Re: NATLANG: Gaidhlig volunteer needed
|From:||Tristan Alexander McLeay <tristan@...>|
|Date:||Wednesday, March 22, 2006, 2:16|
Thomas (or anyone) if you can't type in the IPA symbols on the
wikipedia article, but know the X-SAMPA, just type in the X-SAMPA and
I'll go through and fix it at after you.
On 22/03/06, Mark J. Reed <markjreed@...> wrote:
> On 3/21/06, Elliott Lash <erelion12@...> wrote [quoting Mark]:
> > > Is there a convention concerning which superscript goes first?
> > I think that the superscript <h> would precede the
> > <j>, but I might be biased due to my Indo-European
> > knowledge.
> Hm? Why would IE knowledge bias you one way or the other?
> I could see it going either way, logically. The aspiration occurs
> before any audible sound that could be said to be palatalized, but the
> tongue is probably in the palatal position even before the aspiration
> . . .
If it was me, I'd put the aspiration last: Aspiration is defined as
delayed onset of voicing, so that the important part of the aspiration
of t_j_h will occur after the palatised stop has been released. I'm
surprised you say the aspiration occurs before any audible palatised
sound does---but maybe you're thinking of the voicelessness?
(Obviously you've got to turn your voice off before the sound for it
to be aspirated voiceless.)
> > > What the heck is a "velarized dental" (e.g. broad single initial unlenited |l| and |n|)?
> > > How do you do that with your tongue??

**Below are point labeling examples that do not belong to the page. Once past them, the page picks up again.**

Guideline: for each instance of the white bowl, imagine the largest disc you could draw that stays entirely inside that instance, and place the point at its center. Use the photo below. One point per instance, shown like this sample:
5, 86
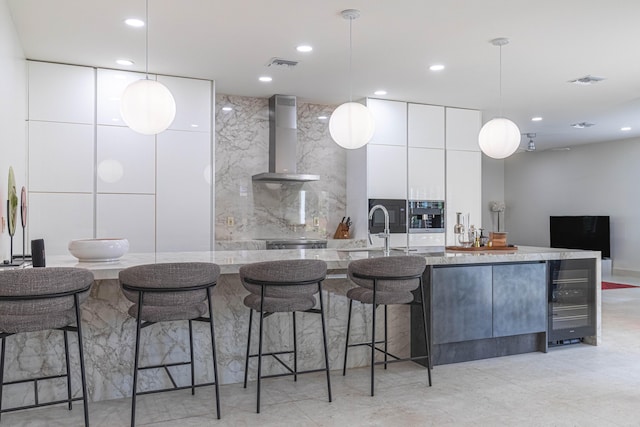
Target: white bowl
98, 250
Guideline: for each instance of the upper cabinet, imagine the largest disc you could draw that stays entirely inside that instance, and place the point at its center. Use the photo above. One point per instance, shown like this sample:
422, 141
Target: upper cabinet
426, 126
462, 127
61, 93
391, 121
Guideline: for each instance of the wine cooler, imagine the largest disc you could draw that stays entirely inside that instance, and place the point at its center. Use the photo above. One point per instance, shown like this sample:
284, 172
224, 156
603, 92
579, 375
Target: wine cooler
572, 296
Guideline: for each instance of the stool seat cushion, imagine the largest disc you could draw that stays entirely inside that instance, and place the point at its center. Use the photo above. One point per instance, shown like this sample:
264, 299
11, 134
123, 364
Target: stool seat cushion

> > Aren't they dark-l and dark-n? Like the <l> (in my
> > dialect) in <look>. They're written with a tilde
> > through the L and N.
> Oh! Is that all they are? The description I read explicity said that
> the sounds DIDN'T exist in English, so I assumed there was something
> stranger than  going on. Grr.
> I definitely distinguish the two /l/'s in my 'lect, but I don't quite
> feel how the dark one is "velarized". My tongue isn't in anything
> like the position it's in for velars. But whatever, that helps
When a sound is velarised, it basically has a [M] (open back unrounded
vowel) superimposed, much like a labio-velarised sound has a [u]

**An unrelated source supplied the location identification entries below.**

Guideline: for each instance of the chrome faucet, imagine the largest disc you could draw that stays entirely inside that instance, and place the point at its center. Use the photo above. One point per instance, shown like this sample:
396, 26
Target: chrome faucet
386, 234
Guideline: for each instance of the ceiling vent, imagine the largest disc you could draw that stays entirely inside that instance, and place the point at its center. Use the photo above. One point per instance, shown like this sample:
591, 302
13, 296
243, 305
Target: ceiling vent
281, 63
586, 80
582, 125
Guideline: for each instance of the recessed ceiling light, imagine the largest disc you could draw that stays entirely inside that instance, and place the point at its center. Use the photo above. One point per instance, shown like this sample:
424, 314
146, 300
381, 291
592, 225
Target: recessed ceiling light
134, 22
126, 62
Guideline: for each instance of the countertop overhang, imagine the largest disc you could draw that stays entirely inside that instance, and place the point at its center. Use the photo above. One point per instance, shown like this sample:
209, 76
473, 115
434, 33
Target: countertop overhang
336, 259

superimposed, or a palatised sound has a [i] superimposed (note that
back vowels have sometimes been called "velar", front ones "palatal",
low vowels "pharyngeal", and rounded vowels "labial(ised)"). So it's
only an approximate, not a proper actual /g/ or /k/ sound. (If it got
closer, you'd have a coarticulated voiced velar fricative/stop &
alveolar lateral approximate, which'd sound nothing like you want. But
would still be interesting.)
Perhaps you or people around you sometimes vocalise your/their /l/'s:
if so, you'll notice you get a sound somewhat like /o/ or /u/, but
(frequently) without the labialisation.
Anyway, so what I'm saying is the back of your tongue will be in a
similar position as it is for a [u] (a cardinal one---many English
dialects have a somewhat/rather/very fronted /u:/), but without the
(Note that English /l/ are (velarised) alveolar lateral approximates,
not dental ones.)
> (BTW, in CXS, the IPA "tilde-through" diacritic is spelled _e, so
> those sounds are [l_e] and [n_e]. However, [l_e] is more commonly
> written with its own symbol, ).
Also, [l_e] could represent a pharyngealised [l] (used frex in the
Arabic pronunciation of the word "Allah"); if the difference is
relevant, you can spell it as [l_G], which is in IPA a superscripted
gamma. It also looks nicer than an overlaid tilde.